Machine Learning Approach for Ground-Level Estimation of Electromagnetic Radiation in the Near Field of 5G Base Stations

Abstract

Overview

Electromagnetic radiation measurement and management have become essential in the cost-effective deployment of fifth-generation (5G) infrastructure, particularly as 5G emerges as a service-oriented network.
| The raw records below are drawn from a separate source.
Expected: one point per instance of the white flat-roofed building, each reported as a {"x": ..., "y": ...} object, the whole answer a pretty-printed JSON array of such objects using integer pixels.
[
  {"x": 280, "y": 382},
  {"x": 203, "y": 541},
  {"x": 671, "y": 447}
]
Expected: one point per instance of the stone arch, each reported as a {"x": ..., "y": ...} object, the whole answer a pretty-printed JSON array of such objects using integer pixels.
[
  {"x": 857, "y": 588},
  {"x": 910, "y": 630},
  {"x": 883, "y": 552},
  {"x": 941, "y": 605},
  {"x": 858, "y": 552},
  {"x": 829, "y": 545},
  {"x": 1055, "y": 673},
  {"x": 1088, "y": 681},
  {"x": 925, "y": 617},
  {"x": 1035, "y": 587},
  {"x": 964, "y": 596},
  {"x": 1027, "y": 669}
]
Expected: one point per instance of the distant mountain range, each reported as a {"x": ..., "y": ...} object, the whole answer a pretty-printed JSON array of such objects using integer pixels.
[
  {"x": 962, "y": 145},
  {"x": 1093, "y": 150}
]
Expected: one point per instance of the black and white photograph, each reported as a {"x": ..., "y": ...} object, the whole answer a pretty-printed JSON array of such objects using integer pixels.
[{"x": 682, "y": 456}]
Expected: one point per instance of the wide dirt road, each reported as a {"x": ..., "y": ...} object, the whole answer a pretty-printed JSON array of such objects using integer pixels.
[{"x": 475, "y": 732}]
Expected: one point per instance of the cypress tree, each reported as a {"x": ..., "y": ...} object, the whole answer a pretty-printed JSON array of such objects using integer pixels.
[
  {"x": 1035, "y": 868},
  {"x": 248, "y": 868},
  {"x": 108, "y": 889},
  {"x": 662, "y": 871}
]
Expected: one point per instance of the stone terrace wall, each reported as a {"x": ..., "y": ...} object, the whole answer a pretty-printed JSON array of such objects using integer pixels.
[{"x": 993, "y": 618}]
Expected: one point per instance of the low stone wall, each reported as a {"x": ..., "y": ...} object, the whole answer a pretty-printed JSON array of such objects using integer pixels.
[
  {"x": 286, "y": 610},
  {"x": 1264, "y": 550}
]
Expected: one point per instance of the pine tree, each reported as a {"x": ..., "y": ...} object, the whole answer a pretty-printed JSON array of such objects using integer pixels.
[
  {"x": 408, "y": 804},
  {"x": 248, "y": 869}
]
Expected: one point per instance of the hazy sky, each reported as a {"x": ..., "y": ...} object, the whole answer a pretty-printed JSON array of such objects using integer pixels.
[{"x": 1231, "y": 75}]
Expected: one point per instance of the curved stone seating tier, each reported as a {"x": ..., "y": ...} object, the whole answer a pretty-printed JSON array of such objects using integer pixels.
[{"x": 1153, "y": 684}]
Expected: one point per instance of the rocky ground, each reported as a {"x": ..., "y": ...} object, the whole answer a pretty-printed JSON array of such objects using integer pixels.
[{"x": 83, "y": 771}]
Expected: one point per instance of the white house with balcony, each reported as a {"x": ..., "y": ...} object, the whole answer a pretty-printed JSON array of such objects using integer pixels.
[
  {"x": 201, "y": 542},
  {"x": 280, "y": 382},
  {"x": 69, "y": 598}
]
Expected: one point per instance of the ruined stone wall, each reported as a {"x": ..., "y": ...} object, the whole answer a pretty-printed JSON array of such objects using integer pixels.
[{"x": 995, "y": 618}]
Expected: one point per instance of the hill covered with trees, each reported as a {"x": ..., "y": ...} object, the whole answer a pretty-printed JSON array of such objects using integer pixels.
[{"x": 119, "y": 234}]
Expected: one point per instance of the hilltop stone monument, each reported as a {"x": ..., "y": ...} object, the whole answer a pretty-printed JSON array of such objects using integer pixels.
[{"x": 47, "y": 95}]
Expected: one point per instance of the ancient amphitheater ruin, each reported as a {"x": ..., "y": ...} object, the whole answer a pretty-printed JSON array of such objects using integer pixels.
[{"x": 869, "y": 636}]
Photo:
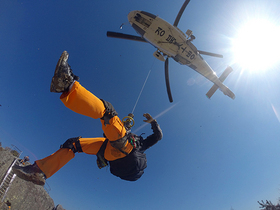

The extensive placement of base stations operating in the millimeter-wave range allows 5G to address high bandwidth demands.

Findings

• To assess ground-level electromagnetic radiation levels close to 5G base stations, a unique machine-learning-based approach is proposed in this study.
• The machine learning model is trained using comprehensive data from numerous 5G base stations and effectively estimates electric field strength across various locations and operational scenarios.
• Key input parameters include:
  • Antenna transmit power
  • Antenna gain
  • Terminal service modes
  • Number of 5G terminals
  • Distance from terminals to base station
  • Environmental complexity
• Experimental results demonstrate the technique’s feasibility and effectiveness with a mean absolute percentage error (MAPE) of about 5.89%, indicating high reliability.
• The developed approach is significantly less expensive than direct on-site measurements.

Conclusion

The estimates provided by the model can help reduce testing costs and provide practical guidance for optimal base station placement. This can enhance management of electromagnetic radiation from 5G base stations and facilitate the optimization of radio wave coverage. It is vital to note that careful management of electromagnetic fields is necessary due to potential links to health risks—comprehensive assessment and mitigation strategies are essential in 5G deployment.